The opening tape loop, of sounds drawn from both nature and keyboards, took two days to record: the loop itself was 40 feet long. Wendy Carlos' highly experimental Sonic Seasonings, regarded by many as the first New Age album, is another source Anderson has referenced, as well as Mahavishnu Orchestra, with whom Yes had toured.
As for Wakeman's ominous yet uplifting organ solo, he was playing an idea Howe had originally composed for guitar. Both agreed it sounded better when played on the pipe organ at the St-Giles-without-Cripplegate mediaeval church in London’s Barbican. Awkwardly, Eddy Offord accidentally inserted the wrong take into the mix, binning the agreed best one. Oops.
That said, Offord's splicing was ingenious for its time. He crafted a successful through line amid so many (often conflicting) ebullient ideas, patching together a rich, resonant tapestry. And if in the studio there were inevitable debates, ego clashes and fraught moments, the album captures Yes revelling in a shared ambition – to ignore boundaries, to boldly go.
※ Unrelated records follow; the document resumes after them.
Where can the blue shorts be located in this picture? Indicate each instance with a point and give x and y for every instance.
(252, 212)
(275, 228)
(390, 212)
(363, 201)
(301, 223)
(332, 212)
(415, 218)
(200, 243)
It may seem strange now, but the grandeur and scale of Simon And Garfunkel's Bridge Over Troubled Water album was seen as the one to beat. If the American duo had spent 10 weeks recording that, Yes were intent on spending longer on this, as if that was the measure of stature. Their time had come to shine.
“Even if we'd just done that and then stopped,” Howe told Prog, “I think people would still be talking about it today.” It even got good reviews in its own time, albeit with the NME writing,“not just close to the edge, they've gone right over it”. Billboard reckoned that Yes weaved “dainty fragments, glimpses of destinies yet to be formed… transcending the medium”, while as recently as 2018, Rolling Stone named it the fifth best prog moment ever.
It doesn't want to stop dancing on the edge, and each time you hear it you wonder how they can start at such a high pitch and keep on rising without imploding. That's the beauty of it: it never does topple over that edge. It gets up, but not down.